In [None]:
import pandas as pd
import re
from sklearn.model_selection import train_test_split
from sklearn.metrics import classification_report
from sklearn.feature_extraction.text import TfidfVectorizer
from sklearn.svm import SVC
from sklearn.pipeline import make_pipeline
from sklearn import metrics
from benchmark import PerformanceMonitor
import torch
import numpy as np
import matplotlib.pyplot as plt
from sklearn.decomposition import TruncatedSVD
from sklearn.svm import SVC as GPU_SVC 
from sklearn.svm import LinearSVC
from sklearn.calibration import CalibratedClassifierCV
from benchmark import PerformanceMonitor
from sklearn.metrics import accuracy_score, precision_score, recall_score, f1_score, roc_auc_score, confusion_matrix
from sklearn import metrics as sklearn_metrics 

def ClassPrintMetrics(y_test, y_pred):
    print(classification_report(y_test, y_pred))

In [None]:
df_phiusiil = pd.read_csv(r"..\data\processed\PhiUSIIL_Phishing_URL_Dataset.csv")


df = pd.DataFrame()
df['text'] = df_phiusiil['URL'].apply(lambda x: re.sub(r'\W+', ' ', str(x)))

df['label'] = df_phiusiil['label'].map({0: 1, 1: 0}) 

X_train, X_test, y_train, y_test = train_test_split(
    df['text'],
    df['label'],
    test_size=0.1,
    random_state=42
)

print(f"Dataset erfolgreich geladen.

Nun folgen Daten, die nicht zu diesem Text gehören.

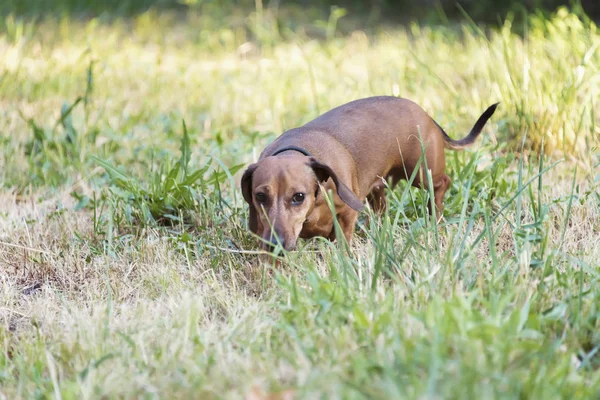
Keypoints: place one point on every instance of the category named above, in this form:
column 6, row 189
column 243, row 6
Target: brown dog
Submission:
column 351, row 150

Zeilen: {len(df)}")
print("Verteilung (1=Phishing, 0=Safe):")
print(y_train.value_counts())

In [None]:
y_train = y_train.astype(int)
y_test = y_test.astype(int)

vectorizer = TfidfVectorizer()
X_train_vec = vectorizer.fit_transform(X_train)
X_test_vec = vectorizer.transform(X_test)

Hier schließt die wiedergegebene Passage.